A unique collaboration between Arts Centre Melbourne, Playking Productions and National Theatre of China sees the return of this re-imagining of the classic tale of Cio-Cio San, tragic heroine of Puccini’s beloved opera Madama Butterfly. Although the combined use of English and Chinese language, simultaneously displayed in subtitles, creates a significant point of difference from other shows about east/west relations, the production struggles overall to a make a substantial contribution to the pre-existing story.
Upon the curtain’s rise, the sight of rows of power lines is the first indication that we are not in the blossom-strewn rice-paper house of the traditional Butterfly. Cho Cho’s humble dwelling is in Shanghai, and we learn immediately that she shares it with her three-year-old son while waiting for his father to return. Colourful characters Luo Shu and Guma, the Chinese Thénardiers, entice noble American Lieutenant Pinkerton to spend time with their niece, beginning an ill-fated relationship that is not viewed equally by both parties.
Richard Jeziony’s set design makes interesting use of levels, and features an intriguing wall painting of the young Cho Cho that reveals the image of a giant butterfly in certain light. The use of red lanterns and bamboo screens are perhaps a little too typical to make interesting Chinese settings, and the contribution of a Chinese designer could have added more interesting and authentic touches. Wang Qi’s lighting design is of a pleasingly high quality.

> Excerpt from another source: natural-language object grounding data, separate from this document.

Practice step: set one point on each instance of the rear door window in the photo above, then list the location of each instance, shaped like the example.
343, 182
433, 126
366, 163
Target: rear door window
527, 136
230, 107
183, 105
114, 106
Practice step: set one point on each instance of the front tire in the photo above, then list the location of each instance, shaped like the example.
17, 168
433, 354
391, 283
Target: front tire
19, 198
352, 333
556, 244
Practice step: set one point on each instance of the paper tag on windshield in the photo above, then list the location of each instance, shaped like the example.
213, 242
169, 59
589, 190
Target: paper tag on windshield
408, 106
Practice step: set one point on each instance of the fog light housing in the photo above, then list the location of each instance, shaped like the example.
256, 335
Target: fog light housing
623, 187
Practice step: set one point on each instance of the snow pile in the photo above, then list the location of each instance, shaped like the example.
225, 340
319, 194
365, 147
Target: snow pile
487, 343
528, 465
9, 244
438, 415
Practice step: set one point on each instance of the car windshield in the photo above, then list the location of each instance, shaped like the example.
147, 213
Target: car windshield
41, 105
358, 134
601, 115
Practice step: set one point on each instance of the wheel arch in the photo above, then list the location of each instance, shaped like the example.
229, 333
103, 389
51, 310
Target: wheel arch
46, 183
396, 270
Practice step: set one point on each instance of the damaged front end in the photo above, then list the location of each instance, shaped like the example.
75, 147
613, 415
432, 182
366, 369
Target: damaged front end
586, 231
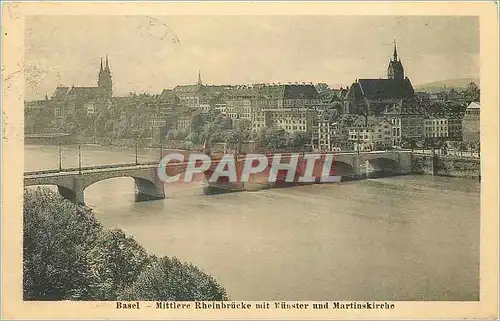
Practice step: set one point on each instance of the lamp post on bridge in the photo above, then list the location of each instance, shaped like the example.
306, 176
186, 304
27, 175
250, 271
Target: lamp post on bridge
60, 156
136, 151
79, 159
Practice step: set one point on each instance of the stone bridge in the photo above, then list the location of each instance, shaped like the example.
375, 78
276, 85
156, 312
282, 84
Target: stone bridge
72, 182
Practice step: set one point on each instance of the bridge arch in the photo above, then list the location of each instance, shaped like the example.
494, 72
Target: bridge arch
341, 168
71, 186
148, 186
381, 166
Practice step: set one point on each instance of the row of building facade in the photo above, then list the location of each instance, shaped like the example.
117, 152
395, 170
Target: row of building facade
370, 114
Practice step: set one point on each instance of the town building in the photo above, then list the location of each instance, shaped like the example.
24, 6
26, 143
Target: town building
370, 133
471, 126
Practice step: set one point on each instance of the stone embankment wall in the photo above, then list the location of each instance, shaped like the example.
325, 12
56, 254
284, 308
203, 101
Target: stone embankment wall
450, 166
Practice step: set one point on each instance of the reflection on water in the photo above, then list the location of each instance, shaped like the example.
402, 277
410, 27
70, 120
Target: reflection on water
399, 238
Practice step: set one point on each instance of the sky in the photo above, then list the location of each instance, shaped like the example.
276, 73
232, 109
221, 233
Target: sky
150, 53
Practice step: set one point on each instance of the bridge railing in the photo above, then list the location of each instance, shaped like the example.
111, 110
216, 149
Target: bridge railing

The most successful theatrical element in the staging is the exquisite puppetry of Han Xing. Xing expertly conveys the inquisitive and affectionate character of Cho Cho’s young son. Xing also manipulates a full body-sized puppet of Cho Cho during her marriage ceremony. This sequence, leading to the couple’s wedding night, is delicately handled, although it does rob the actors of time to establish a strong connection so as to make more sense of Cho Cho’s endless longing for Pinkerton after he deserts her.

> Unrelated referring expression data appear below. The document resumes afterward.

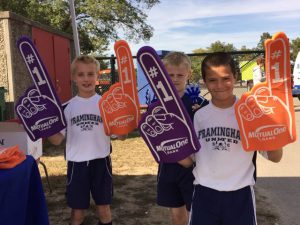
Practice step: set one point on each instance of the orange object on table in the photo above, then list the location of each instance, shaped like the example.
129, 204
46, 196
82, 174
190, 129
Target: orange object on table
11, 157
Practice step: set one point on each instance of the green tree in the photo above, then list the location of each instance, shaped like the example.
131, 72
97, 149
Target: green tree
219, 46
295, 48
261, 42
99, 21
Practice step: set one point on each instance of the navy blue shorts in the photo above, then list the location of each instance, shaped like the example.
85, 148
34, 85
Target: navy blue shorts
174, 185
87, 177
211, 207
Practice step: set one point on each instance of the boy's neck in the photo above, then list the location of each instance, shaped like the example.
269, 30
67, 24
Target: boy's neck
223, 104
86, 95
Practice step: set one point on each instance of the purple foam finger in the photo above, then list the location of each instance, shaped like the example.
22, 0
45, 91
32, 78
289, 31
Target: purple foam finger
47, 117
172, 135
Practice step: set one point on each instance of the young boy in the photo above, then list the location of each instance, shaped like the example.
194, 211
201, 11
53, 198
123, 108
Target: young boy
175, 182
87, 146
224, 172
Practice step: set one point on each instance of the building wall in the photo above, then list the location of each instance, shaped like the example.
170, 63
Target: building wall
14, 76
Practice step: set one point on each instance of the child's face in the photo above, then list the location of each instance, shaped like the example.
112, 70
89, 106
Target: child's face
85, 78
220, 83
179, 75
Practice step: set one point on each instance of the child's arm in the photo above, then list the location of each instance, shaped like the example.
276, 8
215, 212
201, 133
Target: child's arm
56, 139
274, 156
187, 162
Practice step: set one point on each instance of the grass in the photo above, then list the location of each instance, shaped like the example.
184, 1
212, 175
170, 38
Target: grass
134, 200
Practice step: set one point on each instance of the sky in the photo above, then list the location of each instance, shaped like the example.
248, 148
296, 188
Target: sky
186, 25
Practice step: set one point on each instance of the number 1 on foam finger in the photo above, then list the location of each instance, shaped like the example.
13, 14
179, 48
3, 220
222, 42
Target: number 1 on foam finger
276, 69
127, 80
36, 72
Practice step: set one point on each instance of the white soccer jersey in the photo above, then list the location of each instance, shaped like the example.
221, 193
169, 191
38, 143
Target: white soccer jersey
221, 163
86, 139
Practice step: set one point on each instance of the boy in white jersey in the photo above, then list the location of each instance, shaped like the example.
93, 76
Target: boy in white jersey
224, 172
87, 146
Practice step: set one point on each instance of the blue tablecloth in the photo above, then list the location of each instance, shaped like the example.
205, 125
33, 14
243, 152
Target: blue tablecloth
22, 199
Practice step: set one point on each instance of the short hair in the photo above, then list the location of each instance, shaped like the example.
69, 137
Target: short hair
84, 59
260, 60
177, 58
218, 59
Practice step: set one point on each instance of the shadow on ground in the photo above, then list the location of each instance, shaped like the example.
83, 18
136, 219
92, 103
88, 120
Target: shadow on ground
134, 203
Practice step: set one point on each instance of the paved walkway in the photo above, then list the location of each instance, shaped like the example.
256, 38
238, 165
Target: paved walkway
281, 182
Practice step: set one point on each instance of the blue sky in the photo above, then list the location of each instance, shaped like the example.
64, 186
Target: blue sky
187, 25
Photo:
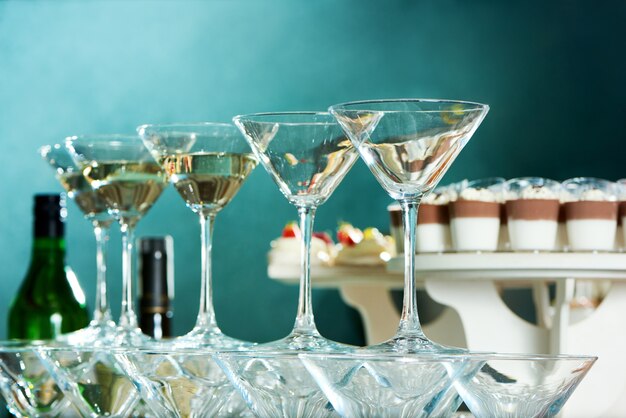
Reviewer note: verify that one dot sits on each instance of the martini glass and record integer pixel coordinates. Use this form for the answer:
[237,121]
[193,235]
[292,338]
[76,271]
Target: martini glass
[101,329]
[125,175]
[409,145]
[207,163]
[307,155]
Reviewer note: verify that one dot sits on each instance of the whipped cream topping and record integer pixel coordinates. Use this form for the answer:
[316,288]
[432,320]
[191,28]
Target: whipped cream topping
[595,195]
[534,192]
[481,195]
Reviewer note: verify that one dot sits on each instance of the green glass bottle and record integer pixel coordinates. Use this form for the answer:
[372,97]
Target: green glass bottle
[50,301]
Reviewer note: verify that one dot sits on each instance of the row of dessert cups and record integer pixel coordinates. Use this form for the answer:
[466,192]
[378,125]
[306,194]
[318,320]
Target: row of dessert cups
[524,214]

While the events still unfold to an affecting climax, the impact of the show suffers in comparison to previous versions. Ken Russell’s 1986 staging of Madame Butterfly for Victoria State Opera was a more fully realized and dramatically charged update of the story to twentieth century Asia. Cheng Jin’s score for Cho Cho does not attempt to match the timeless beauty of Puccini’s music, but the Broadway-lite style means that while the songs are pleasant and accessible, they are completely overshadowed by previous music theatre update Miss Saigon. As with the staging, a more distinctly Chinese sound would have been welcome.

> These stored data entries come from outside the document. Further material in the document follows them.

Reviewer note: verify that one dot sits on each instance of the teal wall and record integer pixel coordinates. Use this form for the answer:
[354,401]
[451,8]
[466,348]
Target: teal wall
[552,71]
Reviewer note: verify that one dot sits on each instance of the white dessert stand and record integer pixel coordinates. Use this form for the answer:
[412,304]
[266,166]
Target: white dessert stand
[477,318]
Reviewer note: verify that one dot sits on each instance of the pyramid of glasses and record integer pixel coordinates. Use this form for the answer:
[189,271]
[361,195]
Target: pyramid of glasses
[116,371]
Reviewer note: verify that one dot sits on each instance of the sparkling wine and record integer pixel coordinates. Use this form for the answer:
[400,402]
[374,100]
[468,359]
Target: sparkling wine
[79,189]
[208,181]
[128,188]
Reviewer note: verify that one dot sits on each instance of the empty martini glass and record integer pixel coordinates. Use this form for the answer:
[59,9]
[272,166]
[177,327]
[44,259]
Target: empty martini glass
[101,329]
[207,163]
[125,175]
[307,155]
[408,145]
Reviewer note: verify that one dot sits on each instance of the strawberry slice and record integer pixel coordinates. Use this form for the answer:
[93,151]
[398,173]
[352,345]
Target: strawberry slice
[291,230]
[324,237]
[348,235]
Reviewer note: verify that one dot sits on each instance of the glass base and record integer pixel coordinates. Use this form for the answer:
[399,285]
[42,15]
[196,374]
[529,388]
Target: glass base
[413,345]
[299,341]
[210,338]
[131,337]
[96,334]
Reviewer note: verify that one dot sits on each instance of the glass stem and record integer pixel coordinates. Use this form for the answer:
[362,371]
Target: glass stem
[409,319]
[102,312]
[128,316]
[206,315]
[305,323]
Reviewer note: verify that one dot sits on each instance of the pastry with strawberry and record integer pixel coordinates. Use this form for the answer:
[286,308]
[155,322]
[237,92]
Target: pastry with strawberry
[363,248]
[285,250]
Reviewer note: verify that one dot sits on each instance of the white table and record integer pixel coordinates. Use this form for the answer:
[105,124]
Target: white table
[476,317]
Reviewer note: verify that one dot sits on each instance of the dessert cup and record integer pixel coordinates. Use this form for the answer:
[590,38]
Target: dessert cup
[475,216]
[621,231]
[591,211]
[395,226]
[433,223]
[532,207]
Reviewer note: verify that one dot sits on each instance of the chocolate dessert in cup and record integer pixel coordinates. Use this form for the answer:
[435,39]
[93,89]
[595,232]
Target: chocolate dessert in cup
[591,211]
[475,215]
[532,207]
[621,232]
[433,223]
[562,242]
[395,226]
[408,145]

Playwright Daniel Keene’s use of fractured time gives away the story early without creating any of the dramatic tension raised by the jumps back in forth in time of Miss Saigon. Lyrics for the through-sung show range from clichés to horrid images of blood, vomit and excrement.
The enjoyable performances from the six Australian and Chinese actors are evenly matched in quality and focus. Wang Zheng takes our hearts as the delicate, determined Cho Cho, especially in act two as the prominence of her role increases. Robbed of best friend Suzuki in this version, Zheng must act alone and with her puppet son much of the time and she proves herself entirely capable of this challenge.
Dependable leading man Scott Irwin turns in a solid performance as Pinkerton, particularly capturing the man’s confusion over the damage caused by his reckless actions years ago. Irwin’s commitment, along with sterling work from Xing, makes the puppet wedding night scene work.
David Whitney, in fine voice, gives strong support as Pinkerton’s friend and confidante Sharpless. Danielle Barnes presents an excellent characterisation of Pinkerton’s American wife, Kate, projecting palpable animosity to Cho Cho and Shanghai in general. Almost unrecognisable under the stiff waves of a blond wig, Barnes shows unflinching commitment to portraying this unsympathetic, unlikable woman.
Dong Wenliang and Du He are entertaining and amusing as the crassly dressed, tasteless raconteurs Luo Shu and Guma.
Cho Cho’s unique Chinese connection will be of interest to theatregoers looking for variety, and the story is sure to affect those who are unfamiliar with previous incarnations.